Zeremonialstab (sog. Zepter Karls des Großen).1) Jaspis geschliffen, Silber getrieben, vergoldet, graviert. Die drei achtkantigen Schaftstücke und die Bekrönung in der gerippten Form eines Streitkolbens sind durch vier facettierte Knäufe verbunden. An dem Knauf der Handhabe ist ein kalottenförmiger Aufsatz aus Silber angebracht, in den das Monogramm Karls des Großen graviert ist. Den Abschluss des Stabs bildet eine Eichel aus Silber. Alle Teile sind durch einen Eisenstab verbunden, der durch die Längsachsen der Jaspisteile geführt und mit den Endstücken vernietet ist. Die Anschlussstellen zwischen den Steinschäften sind mit Zierstreifen aus vergoldetem Silber verdeckt, außerdem sind an den beiden mittleren Schäften Manschetten aus vergoldetem, graviertem Silber angebracht, um Bruchstellen zu stabilisieren.
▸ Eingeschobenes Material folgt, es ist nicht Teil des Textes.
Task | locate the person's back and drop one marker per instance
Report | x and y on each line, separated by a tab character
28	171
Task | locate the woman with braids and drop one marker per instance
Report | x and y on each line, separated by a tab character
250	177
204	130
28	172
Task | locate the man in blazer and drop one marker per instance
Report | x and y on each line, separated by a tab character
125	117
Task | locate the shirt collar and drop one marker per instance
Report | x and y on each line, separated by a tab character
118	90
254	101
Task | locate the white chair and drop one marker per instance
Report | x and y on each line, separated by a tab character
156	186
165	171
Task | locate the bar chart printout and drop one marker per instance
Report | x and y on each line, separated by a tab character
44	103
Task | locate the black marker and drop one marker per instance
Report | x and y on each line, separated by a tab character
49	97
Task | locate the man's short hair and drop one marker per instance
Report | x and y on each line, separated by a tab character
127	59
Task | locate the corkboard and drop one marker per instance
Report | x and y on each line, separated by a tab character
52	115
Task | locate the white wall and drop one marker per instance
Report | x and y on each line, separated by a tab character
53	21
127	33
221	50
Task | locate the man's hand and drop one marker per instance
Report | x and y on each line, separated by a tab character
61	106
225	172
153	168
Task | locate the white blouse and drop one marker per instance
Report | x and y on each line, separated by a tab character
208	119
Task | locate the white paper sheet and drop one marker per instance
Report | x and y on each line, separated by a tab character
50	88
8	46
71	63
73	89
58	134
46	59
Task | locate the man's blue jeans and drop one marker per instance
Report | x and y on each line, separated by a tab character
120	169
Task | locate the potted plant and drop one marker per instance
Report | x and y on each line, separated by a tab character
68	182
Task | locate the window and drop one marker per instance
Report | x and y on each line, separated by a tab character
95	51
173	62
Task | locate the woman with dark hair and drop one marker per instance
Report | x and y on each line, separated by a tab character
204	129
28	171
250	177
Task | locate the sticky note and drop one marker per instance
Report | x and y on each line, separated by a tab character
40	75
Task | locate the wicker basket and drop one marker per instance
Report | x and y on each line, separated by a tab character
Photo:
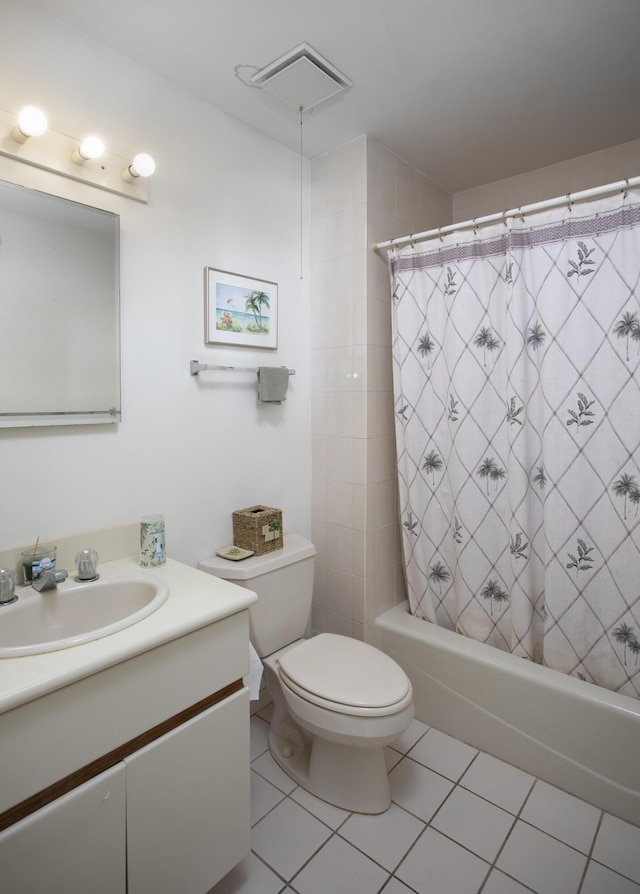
258	528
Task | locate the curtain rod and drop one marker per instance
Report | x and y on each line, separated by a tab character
619	186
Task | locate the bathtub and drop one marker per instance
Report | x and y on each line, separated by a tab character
575	735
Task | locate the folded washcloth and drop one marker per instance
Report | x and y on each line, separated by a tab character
273	382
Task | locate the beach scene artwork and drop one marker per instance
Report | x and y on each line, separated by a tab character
241	310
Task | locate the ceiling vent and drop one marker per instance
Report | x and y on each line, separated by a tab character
301	78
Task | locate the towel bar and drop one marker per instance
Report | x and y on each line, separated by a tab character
196	367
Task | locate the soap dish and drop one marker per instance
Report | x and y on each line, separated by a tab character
235	553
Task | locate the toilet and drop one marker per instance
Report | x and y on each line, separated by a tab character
337	702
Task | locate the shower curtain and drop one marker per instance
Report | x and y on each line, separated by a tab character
516	361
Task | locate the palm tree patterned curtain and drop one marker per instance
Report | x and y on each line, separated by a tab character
516	353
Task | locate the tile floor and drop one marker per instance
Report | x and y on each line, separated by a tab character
461	822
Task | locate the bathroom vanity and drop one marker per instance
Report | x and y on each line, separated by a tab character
124	762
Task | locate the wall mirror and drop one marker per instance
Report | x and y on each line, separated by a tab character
59	311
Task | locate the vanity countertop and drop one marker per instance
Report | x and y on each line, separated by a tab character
195	600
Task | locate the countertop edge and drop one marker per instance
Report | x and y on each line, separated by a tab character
196	599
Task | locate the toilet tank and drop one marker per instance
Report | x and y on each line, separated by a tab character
283	582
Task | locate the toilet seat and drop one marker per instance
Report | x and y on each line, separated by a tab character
345	675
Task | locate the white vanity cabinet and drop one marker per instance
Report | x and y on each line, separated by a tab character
131	775
75	844
188	803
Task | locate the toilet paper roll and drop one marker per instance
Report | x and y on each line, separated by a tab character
254	677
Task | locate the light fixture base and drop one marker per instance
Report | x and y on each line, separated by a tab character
53	152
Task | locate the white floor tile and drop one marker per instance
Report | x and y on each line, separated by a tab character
385	838
410	736
259	733
435	864
561	815
599	879
287	837
395	886
444	754
326	813
417	789
499	883
267	767
473	822
340	867
498	782
391	758
541	862
618	846
264	797
250	876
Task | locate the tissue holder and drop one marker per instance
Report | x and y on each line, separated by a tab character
258	528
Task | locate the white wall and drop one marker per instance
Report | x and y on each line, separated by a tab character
223	196
585	172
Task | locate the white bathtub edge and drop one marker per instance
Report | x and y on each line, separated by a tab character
571	734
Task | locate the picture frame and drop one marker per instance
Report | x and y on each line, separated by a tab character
240	310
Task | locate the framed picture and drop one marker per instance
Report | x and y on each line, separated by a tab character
240	310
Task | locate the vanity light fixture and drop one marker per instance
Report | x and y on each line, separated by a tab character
89	148
31	123
85	160
142	165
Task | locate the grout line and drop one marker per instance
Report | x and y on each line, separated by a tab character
491	866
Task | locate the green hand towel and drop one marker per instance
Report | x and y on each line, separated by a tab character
273	382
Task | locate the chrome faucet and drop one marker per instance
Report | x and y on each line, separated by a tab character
49	580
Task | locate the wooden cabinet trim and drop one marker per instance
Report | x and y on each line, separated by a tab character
89	771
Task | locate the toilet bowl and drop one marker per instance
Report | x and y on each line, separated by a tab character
343	702
337	701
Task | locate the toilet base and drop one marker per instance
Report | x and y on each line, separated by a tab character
317	757
354	779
Der Zeremonialstab gelangte aus dem 1802 in Folge der Säkularisation aufgehobenen und an das Königreich Preußen gefallenen Kloster Werden zuerst an das Hohenzollern-Museum im Schloss Monbijou und im Anschluss an das Kunstgewerbemuseum Berlin.2)

Maße: L. 53,2 cm; H. des Monogramms 0,9 cm.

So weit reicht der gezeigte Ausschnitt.